Я вышел, зачерпнул ковшом воды и принес ему.
— Вот вода, Джаксон, — сказал я, — и если вам понадобится еще что-нибудь, позовите меня, я буду здесь недалеко!
— Я завоевал себе власть, — подумал я, — теперь настала моя очередь. Он не любит отвечать, а все же ему придется покориться или же голодать. Отчего он так ненавидит мое имя? Генникер? Что значит Генникер, хотел бы я знать? Он должен мне это объяснить; я заставлю его все сказать мне!
Здесь надо заметить, что чувства жалости и сострадания были мне совершенно чужды. Со мной так дурно обращались, что я знал лишь одно, что сила есть право, и этим правом решил воспользоваться вовсю. Сознание того, что теперь я «хозяин», а он «мальчик», доставляло мне невыразимое удовольствие.
Я стал обдумывать тот «урок», который буду задавать ему на каждый день, и который будет платой за его дневное пропитание. Теперь я хозяин и заставлю его говорить столько, сколько мне захочется. Я так долго был рабом, что чувствовал в себе полную готовность сделаться тираном. Милосердие, сострадание и жалость были мне неизвестны, я никогда их не видел в других и не испытывал сам. Вдруг мне пришла в голову мысль, что недурно было бы изменить течение воды, которая собиралась в углублении на краю утеса, чтобы он не мог доползти до нее сам. Я так и сделал: спустил всю воду из углубления, и теперь старик не мог достать ни капли, не вскарабкавшись для этого наверх, а этого он, конечно, не в состоянии был бы сделать. Пищу он всегда мог получить: сушеная птица вся лежала в углу хижины и перетащить ее оттуда мне было бы трудно. Но что такое пища без воды? Я раздумывал, какой задать ему первый вопрос, и уже решил в своем уме, что потребую от него полного и подробного отчета о том, каким образом судно было прибито к этому острову, кто были мои родители, и почему меня звали Генникер, как вдруг голос Джаксона вызвал меня из раздумья. Он звал меня:
— Мальчик! Мальчик!
— Как бы не так, — подумал я, — нет, я уже не мальчик!
Я ничего не ответил и не отозвался на его зов. Наконец, он крикнул: «Генникер»! — но я уже был рассержен тем, что он продолжал звать меня «мальчиком», и опять не ответил. Наконец, он умолк. Через минуту я увидел, что он сползает с постели и, ощупывая стену хижины, ползет на четвереньках по направлению к углублению, где раньше скоплялась вода. Я внутренне улыбнулся при мысли о его разочаровании. Наконец, он добрался до углубления и опустил туда руку, чтобы зачерпнуть воды. Убедившись в том, что ее нет, он стал браниться, а я смеялся при виде его досады.

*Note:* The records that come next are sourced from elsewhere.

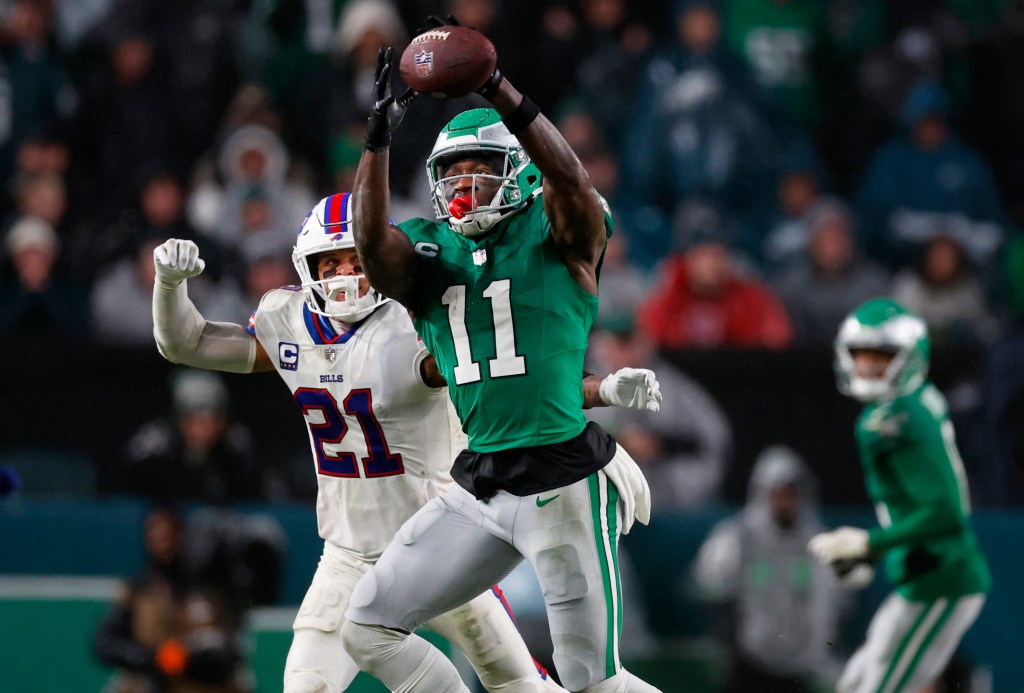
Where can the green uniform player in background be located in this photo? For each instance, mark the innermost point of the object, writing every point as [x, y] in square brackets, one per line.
[915, 479]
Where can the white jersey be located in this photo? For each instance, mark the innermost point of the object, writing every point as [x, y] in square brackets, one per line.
[382, 441]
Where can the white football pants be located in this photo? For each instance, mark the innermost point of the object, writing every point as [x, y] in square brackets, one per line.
[908, 644]
[482, 629]
[456, 547]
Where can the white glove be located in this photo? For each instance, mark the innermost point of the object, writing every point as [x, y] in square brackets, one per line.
[632, 389]
[629, 480]
[854, 574]
[839, 545]
[176, 261]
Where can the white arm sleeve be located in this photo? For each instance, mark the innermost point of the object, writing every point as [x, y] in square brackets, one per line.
[183, 336]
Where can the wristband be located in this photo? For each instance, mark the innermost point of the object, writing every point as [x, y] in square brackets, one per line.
[524, 114]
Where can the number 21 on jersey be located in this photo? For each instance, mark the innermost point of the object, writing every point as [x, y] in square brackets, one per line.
[332, 428]
[506, 362]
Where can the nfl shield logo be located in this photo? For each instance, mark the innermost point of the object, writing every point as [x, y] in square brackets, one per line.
[424, 63]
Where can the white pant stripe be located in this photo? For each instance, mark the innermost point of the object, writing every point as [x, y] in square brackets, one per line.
[602, 484]
[934, 612]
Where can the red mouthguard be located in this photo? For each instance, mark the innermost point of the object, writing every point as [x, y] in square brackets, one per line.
[460, 206]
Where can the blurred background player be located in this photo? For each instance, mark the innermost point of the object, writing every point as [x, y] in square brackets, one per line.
[503, 288]
[776, 608]
[381, 431]
[915, 478]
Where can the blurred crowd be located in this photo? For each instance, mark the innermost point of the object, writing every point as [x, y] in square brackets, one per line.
[771, 164]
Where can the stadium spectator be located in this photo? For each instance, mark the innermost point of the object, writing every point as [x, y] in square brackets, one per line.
[776, 234]
[781, 41]
[34, 302]
[619, 45]
[776, 609]
[699, 126]
[828, 277]
[255, 167]
[200, 453]
[946, 292]
[266, 264]
[170, 631]
[124, 131]
[36, 94]
[121, 299]
[704, 300]
[685, 450]
[925, 181]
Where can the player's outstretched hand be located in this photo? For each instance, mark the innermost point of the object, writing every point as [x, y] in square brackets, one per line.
[176, 261]
[487, 88]
[854, 574]
[840, 545]
[629, 480]
[387, 111]
[632, 389]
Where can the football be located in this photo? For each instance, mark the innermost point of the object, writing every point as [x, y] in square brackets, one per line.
[448, 61]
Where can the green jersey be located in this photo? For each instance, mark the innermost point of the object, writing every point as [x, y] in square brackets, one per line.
[508, 326]
[915, 478]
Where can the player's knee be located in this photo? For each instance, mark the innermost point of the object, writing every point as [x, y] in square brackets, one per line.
[369, 644]
[563, 578]
[305, 682]
[623, 682]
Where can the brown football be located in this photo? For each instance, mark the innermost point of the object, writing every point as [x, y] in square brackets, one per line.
[448, 61]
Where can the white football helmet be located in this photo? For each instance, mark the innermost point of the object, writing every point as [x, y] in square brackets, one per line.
[328, 227]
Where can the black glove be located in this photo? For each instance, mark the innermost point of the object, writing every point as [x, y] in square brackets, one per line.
[387, 111]
[10, 482]
[434, 22]
[212, 664]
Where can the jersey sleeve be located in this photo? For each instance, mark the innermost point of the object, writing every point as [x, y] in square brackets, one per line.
[920, 458]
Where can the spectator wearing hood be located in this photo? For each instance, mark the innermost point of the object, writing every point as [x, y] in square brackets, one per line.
[254, 167]
[944, 290]
[926, 179]
[699, 126]
[779, 607]
[200, 453]
[827, 277]
[169, 630]
[704, 300]
[38, 298]
[685, 450]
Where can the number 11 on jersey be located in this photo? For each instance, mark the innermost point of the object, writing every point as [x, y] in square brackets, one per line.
[506, 361]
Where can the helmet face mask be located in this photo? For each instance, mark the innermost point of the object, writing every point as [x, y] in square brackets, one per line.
[884, 326]
[328, 228]
[479, 134]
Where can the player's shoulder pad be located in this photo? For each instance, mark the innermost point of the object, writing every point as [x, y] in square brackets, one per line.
[278, 299]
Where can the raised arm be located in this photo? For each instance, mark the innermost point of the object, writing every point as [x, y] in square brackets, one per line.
[182, 335]
[572, 205]
[387, 255]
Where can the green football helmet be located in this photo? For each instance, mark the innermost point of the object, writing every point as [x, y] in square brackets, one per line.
[479, 133]
[886, 326]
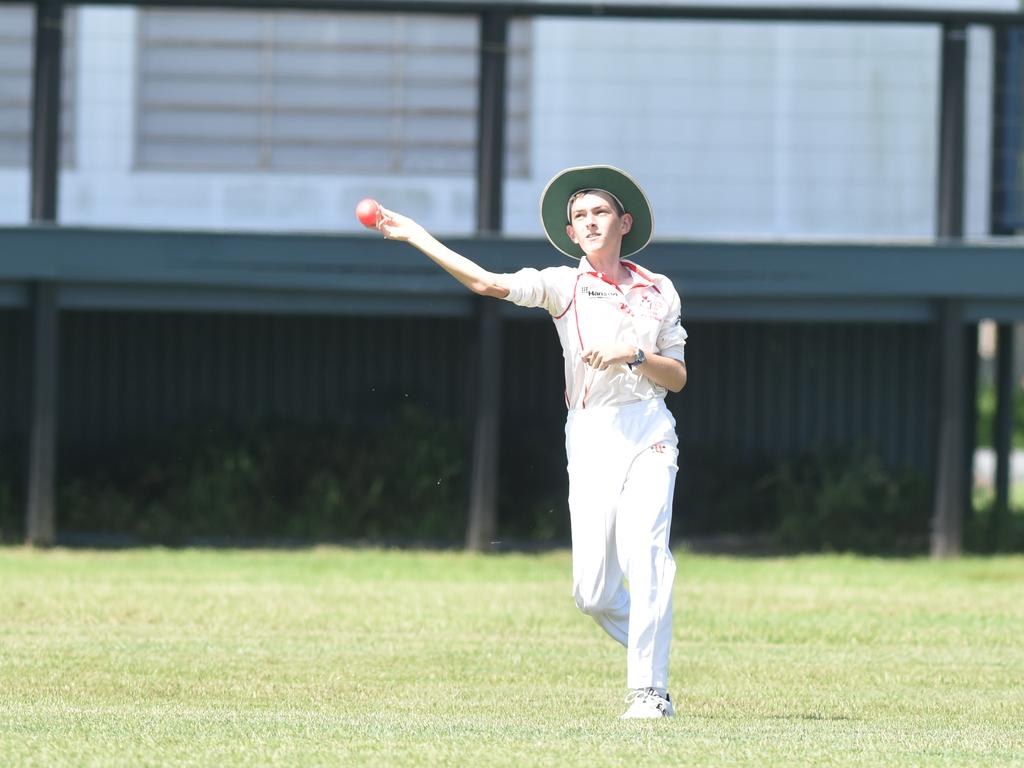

Он ощупал путь, по которому стекала вода, и понял, что течение ее изменено; выше он не решился взобраться; тогда он ударил кулаком по камням.
— О, кабы я мог хотя на секунду иметь его в руках, я готов был бы ценою жизни заплатить за такую минуту!
— В этом я не сомневаюсь! — ответил я ему сверху. — Но в том-то и дело, что я не дамся в руки. Ступайте назад в свою постель — живо! — крикнул я, бросив в него камнем, который попал ему в голову. — Дурак! Ползите назад, да как можно скорее, а не то я размозжу вам голову. Надо же как-нибудь укротить вас, как вы бывало говорили мне!